The ancient Thai art of carving fruit and vegetables is formally known as Kae Sa Luk in Thailand. Kae Sa Luk turns fruits like pumpkins, potatoes, carrots, melons, papayas, and watermelons into stunning works of art that amaze everyone and draw crowds. This very different art-form has been around for a very long time, and it is popular in Thailand’s restaurants and is only now becoming known by the rest of the world.

Kae Sa Luk originated in Sukhothai in central Thailand as far back as the 13th century. The idea was a young concubine’s who lived in the Emperor’s palace. Wanting to stand out from the other concubines by doing something that was different to decorate her lantern for a festival, she delicately carved fruit and vegetables into stunning works of art, into small and large flowers with leaves to adorn her lantern. The Emperor was very impressed with this wonderful display, and admired the glorious artwork, saying that this art should be shared with all the people in the land.

The people of Thailand soon started carving, and today both locals and tourist are entranced by this beautiful and decorative art form. Intense work goes into making this finely detailed art form, from tomatoes and carrots into roses to pumpkins that become animals. Melons transform into swans and other birds, and watermelons turn into flowers and baskets that hold watermelon balls and the flowers.

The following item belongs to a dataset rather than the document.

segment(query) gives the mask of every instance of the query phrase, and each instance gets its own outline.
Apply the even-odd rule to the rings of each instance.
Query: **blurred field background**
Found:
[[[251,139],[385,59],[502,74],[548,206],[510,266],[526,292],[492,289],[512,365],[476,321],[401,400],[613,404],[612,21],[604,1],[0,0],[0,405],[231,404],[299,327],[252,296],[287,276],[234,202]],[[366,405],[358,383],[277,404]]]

A very fine set of special carving knives with precise blades are made only by Thai craftsmen and are used for this intricate carving work. Today there is an institute in Bangkok for teaching food stylists the art of Kae Sa Luk. The results of this craft can be seen in wedding centerpieces, on display at banquets, decorating for festival days, and at many restaurants in Thailand. This is popular with tourists to Thailand, who go to see these works of art that are part of Thai culture.

The Thai people are a gentle mainly Buddhist nation, and love nature, and basically anything found in nature can be carved from fruit and vegetables, trees, whole landscapes, and so realistically carved, one needs to look twice, unbelievably realistic, true to life. There is an amazing orangutan carved from a large pumpkin, and if you did not know it was a vegetable, you would think it was carved from either wood or sculpted in stone. Truly amazing.

The beauty of this art is often best appreciated in person, according the various global reviews. Thai restaurants proudly put these on display to be admired by tourists. The art of Kae Sa Luk is now also offered as an extra-curricular subject in Thailand’s schools.